Photo by James Sanna | Banker & Tradesman Staff

Pointing to the doldrums in which housing development has been stuck, industry group NAIOP Massachusetts asked the Wu administration to delay next week’s implementation of higher affordability requirements.

“Unfortunately, the new inclusionary zoning requirements will only worsen the housing crisis and slow housing production,” NAIOP Massachusetts CEO Tamara Small wrote in a letter Friday to the Boston Planning Department and Mayor’s Office of Housing.

In a statement issued Monday, a city spokesperson indicated the new policy is on track to take effect as scheduled Oct. 1.

We’re working with developers on a case by case basis to understand the obstacles they face to starting construction and we are extending flexibility to support their projects in moving forward,” the statement said without giving specifics.

When the policy change was first proposed, developers and industry groups warned it would add another hurdle to financing projects on top of interest rate and project cost increases.

The Boston Planning & Development Agency board voted to support the new policy in July 2023, but the Boston Zoning Commission voted to delay its effective date until October 2024.

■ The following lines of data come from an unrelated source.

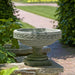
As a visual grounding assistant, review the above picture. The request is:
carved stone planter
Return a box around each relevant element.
[13,28,61,66]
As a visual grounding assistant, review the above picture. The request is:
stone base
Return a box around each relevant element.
[12,61,63,75]
[4,44,50,56]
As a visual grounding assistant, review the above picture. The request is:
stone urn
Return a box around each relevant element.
[13,28,62,66]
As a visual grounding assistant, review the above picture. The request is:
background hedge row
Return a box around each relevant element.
[57,0,75,46]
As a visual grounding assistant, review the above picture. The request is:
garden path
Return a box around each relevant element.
[13,2,75,75]
[14,2,58,7]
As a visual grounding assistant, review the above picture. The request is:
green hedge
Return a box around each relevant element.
[57,0,75,46]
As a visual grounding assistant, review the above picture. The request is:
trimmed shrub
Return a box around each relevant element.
[57,0,75,46]
[0,0,21,48]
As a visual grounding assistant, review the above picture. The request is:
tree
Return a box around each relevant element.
[57,0,75,46]
[0,0,20,48]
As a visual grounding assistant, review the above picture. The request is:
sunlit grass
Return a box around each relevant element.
[12,0,58,3]
[17,6,57,20]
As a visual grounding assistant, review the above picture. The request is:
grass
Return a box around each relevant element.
[20,21,35,28]
[12,0,58,3]
[17,6,57,20]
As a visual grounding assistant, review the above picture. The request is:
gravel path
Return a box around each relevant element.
[15,9,58,28]
[15,3,75,75]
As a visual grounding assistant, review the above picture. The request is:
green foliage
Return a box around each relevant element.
[0,67,18,75]
[0,0,21,48]
[57,0,75,46]
[0,45,15,63]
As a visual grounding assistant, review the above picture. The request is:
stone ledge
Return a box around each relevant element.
[4,44,50,56]
[0,60,63,75]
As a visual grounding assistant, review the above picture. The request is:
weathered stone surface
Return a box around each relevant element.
[0,60,63,75]
[13,28,61,66]
[13,28,61,47]
[4,42,50,56]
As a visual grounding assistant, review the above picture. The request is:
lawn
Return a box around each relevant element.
[17,6,57,20]
[12,0,58,3]
[20,21,35,28]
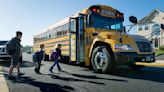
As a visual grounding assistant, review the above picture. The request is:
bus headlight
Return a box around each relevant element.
[115,44,134,50]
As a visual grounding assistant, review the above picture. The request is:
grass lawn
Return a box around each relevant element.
[155,50,164,56]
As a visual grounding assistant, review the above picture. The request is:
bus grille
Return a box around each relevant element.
[137,42,152,52]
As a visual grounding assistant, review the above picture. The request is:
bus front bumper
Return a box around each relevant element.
[114,52,155,64]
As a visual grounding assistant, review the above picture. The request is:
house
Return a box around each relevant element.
[137,9,164,48]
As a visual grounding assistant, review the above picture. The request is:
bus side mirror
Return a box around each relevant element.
[129,16,137,24]
[161,24,164,30]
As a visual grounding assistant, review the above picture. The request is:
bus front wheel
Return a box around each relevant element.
[91,46,114,73]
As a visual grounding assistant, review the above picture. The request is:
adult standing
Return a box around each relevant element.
[7,31,22,79]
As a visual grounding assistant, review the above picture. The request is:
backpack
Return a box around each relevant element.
[49,52,58,61]
[32,51,44,62]
[6,38,15,55]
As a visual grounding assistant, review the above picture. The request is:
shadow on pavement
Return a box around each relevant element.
[0,61,35,68]
[64,71,128,82]
[5,77,74,92]
[110,67,164,83]
[50,71,128,85]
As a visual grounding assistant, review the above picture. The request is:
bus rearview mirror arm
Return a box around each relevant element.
[161,24,164,30]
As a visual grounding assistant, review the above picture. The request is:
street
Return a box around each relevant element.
[0,54,164,92]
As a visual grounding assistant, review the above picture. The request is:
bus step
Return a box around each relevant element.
[135,62,164,66]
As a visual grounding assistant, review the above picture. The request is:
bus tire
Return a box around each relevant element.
[91,46,114,73]
[128,64,145,70]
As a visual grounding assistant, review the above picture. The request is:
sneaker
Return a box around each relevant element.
[49,69,54,73]
[37,72,42,74]
[18,73,25,76]
[8,75,16,80]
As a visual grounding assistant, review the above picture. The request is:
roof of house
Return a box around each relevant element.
[138,9,164,24]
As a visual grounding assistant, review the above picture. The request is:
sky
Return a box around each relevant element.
[0,0,164,46]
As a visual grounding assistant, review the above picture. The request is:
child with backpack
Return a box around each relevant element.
[49,44,62,73]
[33,44,44,74]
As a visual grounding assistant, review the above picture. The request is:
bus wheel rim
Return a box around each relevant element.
[94,52,106,69]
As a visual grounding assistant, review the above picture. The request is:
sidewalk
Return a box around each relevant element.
[155,60,164,63]
[0,66,9,92]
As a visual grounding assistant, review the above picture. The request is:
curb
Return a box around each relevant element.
[0,66,9,92]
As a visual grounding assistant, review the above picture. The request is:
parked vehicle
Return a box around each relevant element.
[0,41,11,61]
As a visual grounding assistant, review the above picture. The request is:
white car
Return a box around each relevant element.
[0,41,11,60]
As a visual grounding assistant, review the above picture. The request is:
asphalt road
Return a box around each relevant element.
[0,54,164,92]
[156,55,164,60]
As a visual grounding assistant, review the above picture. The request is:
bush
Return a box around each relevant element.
[159,45,164,51]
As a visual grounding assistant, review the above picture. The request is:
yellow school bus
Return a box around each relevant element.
[33,5,155,73]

“NAIOP strongly believes that if allowed to take effect on Oct. 1, the regulations will do nothing but further dampen already depressed housing production in the city of Boston,” Small wrote in the Sept. 20 letter.

Difficult financing conditions continue to push off groundbreakings of major multifamily projects.

The housing development downturn isn’t limited to the city of Boston. Across the region, new apartment construction hit a decade-long low this summer, brokerage Colliers reported.

Big apartment landlords such as AvalonBay Communities forecast more rent increases for their Greater Boston properties because of declining housing starts.

In the letter to the Acting Director of Planning Devin Quirk and Chief of Housing Sheila Dillon, NAIOP’s Small wrote that “Boston had already seen a significant slowdown in housing creation for projects that were approved under the lower percentage requirement. Now, the data is even more troubling.”

Approximately 23,000 housing units approved by Boston officials in recent years have yet to break ground, including the 7,150-unit Boston portion of the Suffolk Downs redevelopment. The first building in the Revere portion of that development, the Amaya, recently opened to renters.

The city of Boston’s updated policy requires 17 percent of units to be reserved for households earning a maximum 60 percent of area median income, and another 3 percent for those with housing vouchers and incomes below 30 percent of AMI. Projects also could qualify by reserving 15 percent of units at a maximum of 50 percent AMI, plus the 3 percent voucher component.

For-sale condominium projects would have a 20 percent affordable unit minimum, but be required to reserve half of the units at 80 percent of AMI and half at 100 percent of AMI.

Some local affordable housing developers supported the changes, saying the deeper household income requirements would help alleviate excessive housing burdens and homelessness.

Consultants RKG Assoc., in a report commissioned by the BPDA, predicted that the changes would make condo projects financially infeasible in Dorchester, Hyde Park, Jamaica Plain, Mattapan, Roxbury and West Roxbury.